Já Célia Xakriabá reforçou que discutir a transição energética é também falar de economia. “Há uma pesquisa que mostra que 80% dos projetos da Amazônia vão beneficiar 57% do agronegócio brasileiro. Portanto, se o Congresso continuar apoiando a indústria fóssil, o impacto econômico será enorme — mais de R$ 338 bilhões. E estamos falando aqui de impactos irreversíveis, porque um rio ou uma vida não se recuperam”, alertou.

Violência contra mulheres indígenas também foi pauta

Além do tema energético, a deputada também destacou a aprovação na Câmara de seu projeto de lei 4381/23, que estabelece diretrizes para o atendimento de mulheres indígenas vítimas de violência doméstica e familiar. O texto prevê protocolos específicos para delegacias e órgãos públicos, com o objetivo de garantir os direitos das vítimas em todo o processo de denúncia e investigação. O projeto agora segue para o Senado.

A diretora do Departamento de Gestão Socioambiental do Ministério do Meio Ambiente (MMA) destacou a urgência de um novo modelo energético que respeite os limites ecológicos do planeta e os direitos constitucionais dos povos tradicionais. “A transição energética precisa ser justa, inclusiva e construída por meio do diálogo”, defendeu.

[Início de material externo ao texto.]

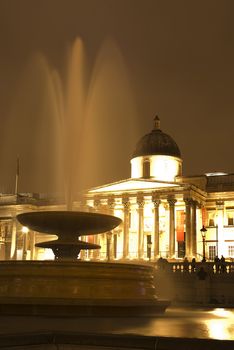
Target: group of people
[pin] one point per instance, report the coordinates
(220, 264)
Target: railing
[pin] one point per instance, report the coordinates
(189, 267)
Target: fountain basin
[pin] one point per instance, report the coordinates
(68, 223)
(82, 289)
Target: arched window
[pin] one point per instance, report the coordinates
(146, 168)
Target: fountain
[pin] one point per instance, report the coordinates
(69, 286)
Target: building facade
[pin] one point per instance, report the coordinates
(162, 211)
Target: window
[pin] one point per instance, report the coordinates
(146, 169)
(230, 221)
(231, 251)
(211, 222)
(212, 252)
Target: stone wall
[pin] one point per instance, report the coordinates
(199, 284)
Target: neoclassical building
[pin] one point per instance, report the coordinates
(162, 211)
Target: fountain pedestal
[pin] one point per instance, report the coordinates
(73, 287)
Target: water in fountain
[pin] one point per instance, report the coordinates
(66, 135)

Transição energética com justiça social

O debate evidenciou a necessidade de o Brasil alinhar seus projetos de expansão energética ao respeito pelos direitos dos povos originários. Participantes apontaram como um dos principais entraves a ausência de uma legislação específica que estabeleça salvaguardas para comunidades indígenas diante de empreendimentos do setor energético — um vácuo jurídico que tem permitido o avanço de projetos sem a devida consulta ou proteção.

Para a deputada Célia Xakriabá, a audiência marca apenas o começo de uma agenda que precisa se tornar permanente no Congresso. “Queremos uma transição energética que seja feita com justiça, e não às custas do nosso povo. Energia limpa não pode ser sinônimo de apagamento cultural”, afirmou a parlamentar.